D&D should bring the story, the literary source should bring the setting.


The plot that D&D supports, a band of 3 or more diverse adventurers looking for discovery, gold and glory, comes from one specific kind of fiction, the adventure yarn - originated in the 19th century by the likes of H. Rider Haggard, but with precursors as far back as the Argonautica, the original League of Extraordinary Gentlemen (Hercules! Orpheus! Jason! Castor and Pollux!).

Prof. Tolkien undoubtedly read these stories in his younger years and applied them to his tales, first the treasure hunters of The Hobbit and then the more epic yarn of Lord of the Rings. (If you ever wondered why the Woses are in Return of the King, just give them grass skirts and bones through their noses.)

The other genres don't really support this plot. Sword and sorcery is for one or two protagonists. Horror usually involves a person or group who is in distinct danger of getting killed or worse (I guess early level play supports this, if you take away the characters' ability to fight back.) Gothic horror is a completely different kettle of fish. Stories of chivalry - the kind that drove Don Quijote mad - have a lot of interwoven solo adventures, but nothing like a party adventure.
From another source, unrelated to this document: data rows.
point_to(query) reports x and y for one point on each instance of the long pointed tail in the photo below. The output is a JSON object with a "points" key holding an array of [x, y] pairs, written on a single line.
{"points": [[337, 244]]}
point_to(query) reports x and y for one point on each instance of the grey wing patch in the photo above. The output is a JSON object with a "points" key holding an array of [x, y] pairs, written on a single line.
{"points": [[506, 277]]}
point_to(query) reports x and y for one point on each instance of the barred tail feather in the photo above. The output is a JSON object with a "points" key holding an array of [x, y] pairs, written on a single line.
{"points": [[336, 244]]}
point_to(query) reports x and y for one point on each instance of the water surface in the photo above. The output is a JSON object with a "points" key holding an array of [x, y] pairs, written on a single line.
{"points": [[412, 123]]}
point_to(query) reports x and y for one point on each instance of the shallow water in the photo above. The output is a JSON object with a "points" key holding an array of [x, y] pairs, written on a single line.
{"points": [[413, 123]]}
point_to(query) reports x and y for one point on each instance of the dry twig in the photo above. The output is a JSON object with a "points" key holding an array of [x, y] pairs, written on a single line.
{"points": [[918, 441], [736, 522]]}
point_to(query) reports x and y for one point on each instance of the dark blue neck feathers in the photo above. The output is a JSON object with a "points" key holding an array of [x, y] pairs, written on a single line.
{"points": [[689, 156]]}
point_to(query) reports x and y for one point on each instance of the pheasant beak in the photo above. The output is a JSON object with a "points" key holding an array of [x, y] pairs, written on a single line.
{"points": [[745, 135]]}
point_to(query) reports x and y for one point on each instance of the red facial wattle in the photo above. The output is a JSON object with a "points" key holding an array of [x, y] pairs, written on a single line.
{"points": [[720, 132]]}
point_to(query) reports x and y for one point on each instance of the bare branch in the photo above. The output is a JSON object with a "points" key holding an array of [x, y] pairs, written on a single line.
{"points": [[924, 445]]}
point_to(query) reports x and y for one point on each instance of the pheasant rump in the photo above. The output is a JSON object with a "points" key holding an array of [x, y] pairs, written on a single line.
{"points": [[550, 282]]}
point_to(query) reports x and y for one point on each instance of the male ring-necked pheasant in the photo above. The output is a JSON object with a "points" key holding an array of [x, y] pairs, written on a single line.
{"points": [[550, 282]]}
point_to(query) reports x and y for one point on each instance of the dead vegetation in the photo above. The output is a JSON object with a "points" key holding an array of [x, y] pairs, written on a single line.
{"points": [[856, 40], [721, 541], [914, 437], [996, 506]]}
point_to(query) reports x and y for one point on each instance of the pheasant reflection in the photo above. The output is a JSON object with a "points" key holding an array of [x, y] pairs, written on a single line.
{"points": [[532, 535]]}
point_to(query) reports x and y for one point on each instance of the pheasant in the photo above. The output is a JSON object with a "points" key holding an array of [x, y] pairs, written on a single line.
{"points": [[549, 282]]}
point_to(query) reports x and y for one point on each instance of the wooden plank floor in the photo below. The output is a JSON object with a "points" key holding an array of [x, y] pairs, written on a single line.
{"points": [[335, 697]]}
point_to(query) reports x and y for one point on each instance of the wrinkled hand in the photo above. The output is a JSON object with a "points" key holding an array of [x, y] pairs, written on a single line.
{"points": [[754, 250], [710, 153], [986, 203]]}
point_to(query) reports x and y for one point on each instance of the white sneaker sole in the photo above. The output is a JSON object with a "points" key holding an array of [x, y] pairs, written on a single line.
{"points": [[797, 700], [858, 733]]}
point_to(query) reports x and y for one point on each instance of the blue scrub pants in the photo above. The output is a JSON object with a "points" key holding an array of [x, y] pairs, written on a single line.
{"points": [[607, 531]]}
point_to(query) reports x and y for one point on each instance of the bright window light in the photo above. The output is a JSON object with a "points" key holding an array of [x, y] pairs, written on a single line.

Sure, these stories can contribute creatures, landscapes, buildings, tricks, traps, enemies, situations. But ultimately, it's D&D's own posse of fighters, thinkers, healers, sneakers that gets dropped into them. Kind of like Abbott and Costello never really went all Gothic tragedy when they met Frankenstein, if your adventuring party gets dropped into Jane Austen, you had best believe they will be checking out the silver candlesticks and dueling Mr. Darcy.

Thangobrind, for those curious, is the protagonist of Lord Dunsany's great, laconic adventure story. Alone, he negotiates perils that are very D&D, gets his hands on a great luminous gem, and meets a sticky end at the hands (?) of its guardian. His story is not D&D ... but the story of the four adventurers who followed in his path and tried to take the gem, that is!